Forming a Monetization Strategy–Acquisition Considerations (Part 1 of 6)

Creating an effective monetization strategy requires a multi-dimensional game plan, a game plan involving (1) acquisition considerations; (2) campaign costs; (3) revenue potential, taking into account the (i) market landscape and (ii) importance of the read; (4) assessments regarding the (i) strength of the read; (ii) claim construction positions; (iii) validity, including (a) forum considerations and (b) validity assessments; (5) filing strategies; and (6) compelling story telling.

These variants necessitate each patent asset’s monetization strategy to be uniquely tailored—no two monetization strategies are the same.

To be a successful IP investor, you’ll need to formulate and execute effective monetization strategies for each of your patent assets.

To aid in the process of forming a monetization strategy and, more particularly a business model behind a particular campaign, I’ve organized the content as a list of questions and checklists to consider.  Have each of these points thoroughly addressed, before launching a monetization campaign.

In this post, I’ll be discussing (1) acquisition considerations.

Acquisition Considerations:

Are you acquiring a patent asset with:

1.  Complete interest, with no backend arrangement to the seller?

Providing no backend interest to the seller leaves more equity for you, which is better.  But this usually requires an upfront capital investment–see below regarding assessing costs attributable to the acquisition.

2.  No money down, and only backend interest to the seller?

If you are providing a backend arrangement to the seller, work the numbers to determine your take-home equity interest (be sure to factor in the law firm’s cut).  If your take-home equity interest is less than 5%, then consider another structure or passing on the opportunity

3.  A hybrid of the two above?

Negotiate for the best terms when acquiring an asset–you may need to strike a balance between an upfront capital investment and a worthwhile equity interest.

With respect to costs attributable to the acquisition:

1.  If you put down money, what percentage of your investment capital did it consume?

Don’t put all your eggs in one basket.  At a minimum, have enough investment capital to acquire 5 to 10 portfolios.

2.  How quickly do you need to realize your investment capital?

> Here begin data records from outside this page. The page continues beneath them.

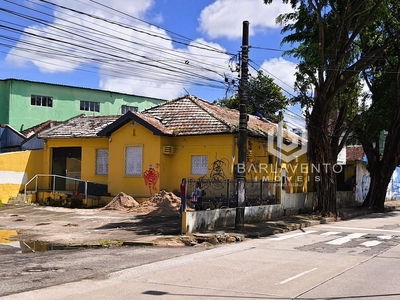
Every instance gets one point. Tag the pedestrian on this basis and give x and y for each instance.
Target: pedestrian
(197, 197)
(183, 195)
(351, 183)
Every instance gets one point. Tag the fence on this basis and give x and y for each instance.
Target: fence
(223, 193)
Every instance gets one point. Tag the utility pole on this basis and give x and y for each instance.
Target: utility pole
(242, 143)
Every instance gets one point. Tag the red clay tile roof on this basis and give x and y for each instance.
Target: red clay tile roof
(29, 132)
(354, 153)
(80, 126)
(183, 116)
(190, 115)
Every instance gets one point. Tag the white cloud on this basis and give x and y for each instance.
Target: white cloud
(134, 58)
(224, 18)
(283, 72)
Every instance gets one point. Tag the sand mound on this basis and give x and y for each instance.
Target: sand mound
(122, 202)
(161, 204)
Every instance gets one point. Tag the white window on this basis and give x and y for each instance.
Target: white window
(199, 164)
(89, 106)
(133, 160)
(126, 108)
(102, 161)
(41, 100)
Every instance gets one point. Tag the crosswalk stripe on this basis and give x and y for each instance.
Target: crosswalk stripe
(345, 239)
(370, 243)
(331, 233)
(289, 236)
(385, 237)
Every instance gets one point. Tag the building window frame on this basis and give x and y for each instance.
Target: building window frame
(126, 108)
(89, 106)
(38, 100)
(133, 161)
(102, 161)
(199, 164)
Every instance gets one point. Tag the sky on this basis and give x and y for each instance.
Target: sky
(157, 48)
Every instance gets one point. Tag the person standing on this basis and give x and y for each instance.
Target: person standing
(197, 197)
(183, 195)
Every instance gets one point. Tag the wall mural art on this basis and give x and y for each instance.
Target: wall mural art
(151, 177)
(216, 179)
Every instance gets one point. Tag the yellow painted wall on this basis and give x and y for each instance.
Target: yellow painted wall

If you can hold out, you can take more risk and hold out for higher settlements.  If you need to recoup your investment quickly, you’ll need to consider offering steeper discounts to licensees, to obtain quicker settlements.

3.  How much would you like to earn as a return, and what over what time frame?

This should frame your goals for the particular campaign, as well as for your entire portfolio pool.  Determine how much gross revenue you’ll like to generate from your campaigns, calculate your personal revenue based on the gross revenue, and ensure this aligns with your personal goals.